Konrad sagt gleich zu Beginn: „Haupthindernis“ für die Ermittler sei, dass die Fanszene nicht mit Behörden zusammenarbeite. Obwohl 30 bis 40 Zeugen verhört worden seien, darunter jene Halle-Fans, die im Abteil waren, als Hannes und seine Freunde in Haldensleben zustiegen. Da keiner etwas Konkretes gesehen haben wolle, „können wir keinen Täter präsentieren“, sagt Konrad. Er appelliert an die Szene: Die Akte könne jederzeit wieder geöffnet werden, wenn es Hinweise auf Angreifer aus dem Zug gebe.
Kameras im Zug hatten zum Zeitpunkt des Geschehens nicht funktioniert
Konrad schildert, was die Aussagen ergeben haben: Hannes und seine Begleiter wurden durch die HFC-Fans „unmittelbar nach Betreten des Zuges massiv angegangen, sie wurden geschlagen und getreten“. So sei Hannes vermutlich bereits beim Anfahren des Zuges in Panik geraten - er soll nach der Notentriegelung über der Tür gegriffen haben. So lasse sich die Tür auch während der Fahrt öffnen, sagt Konrad am Freitag. „Das geht laut Türhersteller.“
Wahrscheinlich, so Konrad, sei Hannes dann aus Panik gesprungen. Bei einer Geschwindigkeit von mehr als 30 Kilometern pro Stunde sei er gegen einen Signalkasten geprallt und anschließend ins Koma gefallen. Ein Grund, wieso das Geschehen im Waggon weiter eine These bleiben muss: Die Kameras im Zug funktionierten nicht, sagt er. Möglicherweise waren „die Kassetten zu alt oder überspielt“.
Erste Medizinuntersuchung ergab: Schläge und Tritte führten nicht unmittelbar zum Sturz
Identifiziert werden die Halle-Fans aus dem Zug erst durch Kameras am Hauptbahnhof Magdeburg. Drei Wochen nach dem Sturz beginnen Vernehmungen. „Die hatten etliche Akten“, sagt Konrad. Die Befragungen ergeben aber offenbar nicht viel. „Sie haben sich gegenseitig gedeckt“, sagt der Anwalt der Familie damals der MZ. Zugleich sei laut Konrad aus der ersten Medizinuntersuchung des Schwerverletzten hervorgegangen: Tritte und Schläge führten nicht unmittelbar zum Sturz.
Offen bleibt ebenfalls, warum der Zugfahrer nicht stoppte
Die Abgeordneten fragen: Wieso stoppte der Zugfahrer nicht, als er das Signal einer geöffneten Tür bemerkte? Konrad sagt, da die Tür während der Fahrt nur zweimal kurz offen war, bekam der Lokführer außer zwei kurzen Signalen, die sogleich wieder erloschen, nichts mit. Kein Fahrgast habe die Notbremse gezogen.

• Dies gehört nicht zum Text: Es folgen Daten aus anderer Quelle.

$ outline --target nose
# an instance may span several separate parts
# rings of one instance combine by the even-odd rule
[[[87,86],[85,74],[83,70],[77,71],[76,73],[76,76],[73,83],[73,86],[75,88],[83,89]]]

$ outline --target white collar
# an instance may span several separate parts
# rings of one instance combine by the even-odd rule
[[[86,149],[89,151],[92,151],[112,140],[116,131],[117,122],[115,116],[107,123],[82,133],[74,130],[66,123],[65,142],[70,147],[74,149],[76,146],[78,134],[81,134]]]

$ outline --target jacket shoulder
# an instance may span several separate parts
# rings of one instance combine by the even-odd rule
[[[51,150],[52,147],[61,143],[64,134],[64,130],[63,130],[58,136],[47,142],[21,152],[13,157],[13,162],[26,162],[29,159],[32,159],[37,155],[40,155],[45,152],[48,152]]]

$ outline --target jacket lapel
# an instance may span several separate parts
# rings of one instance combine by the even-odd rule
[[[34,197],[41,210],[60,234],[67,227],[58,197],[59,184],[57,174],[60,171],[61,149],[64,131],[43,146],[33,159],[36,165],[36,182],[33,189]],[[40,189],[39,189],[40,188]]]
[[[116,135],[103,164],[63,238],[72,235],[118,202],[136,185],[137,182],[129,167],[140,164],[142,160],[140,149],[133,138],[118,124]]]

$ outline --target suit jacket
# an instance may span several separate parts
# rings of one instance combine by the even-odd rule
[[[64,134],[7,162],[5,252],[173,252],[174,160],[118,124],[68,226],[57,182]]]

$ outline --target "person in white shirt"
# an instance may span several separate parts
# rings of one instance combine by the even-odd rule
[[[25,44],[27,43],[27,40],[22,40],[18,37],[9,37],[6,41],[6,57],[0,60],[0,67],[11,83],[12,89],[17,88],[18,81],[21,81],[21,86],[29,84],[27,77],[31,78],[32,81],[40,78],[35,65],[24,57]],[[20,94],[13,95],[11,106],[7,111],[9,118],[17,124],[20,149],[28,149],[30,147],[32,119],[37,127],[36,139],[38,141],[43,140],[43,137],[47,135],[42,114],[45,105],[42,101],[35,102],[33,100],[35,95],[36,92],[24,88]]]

Horst Schindler, Hannes Vater, sagt nach der Anhörung: „Wir sind ohne Erwartungen hergekommen.“ Einmal sind ihm die Tränen gekommen, doch schnell hat er sich wieder gefangen. „Wir treten auf der Stelle“, sagt er. „Wir brauchen jemanden aus Halle, der aussagt. Wahrscheinlich haben die selbst Angst.“ (mz)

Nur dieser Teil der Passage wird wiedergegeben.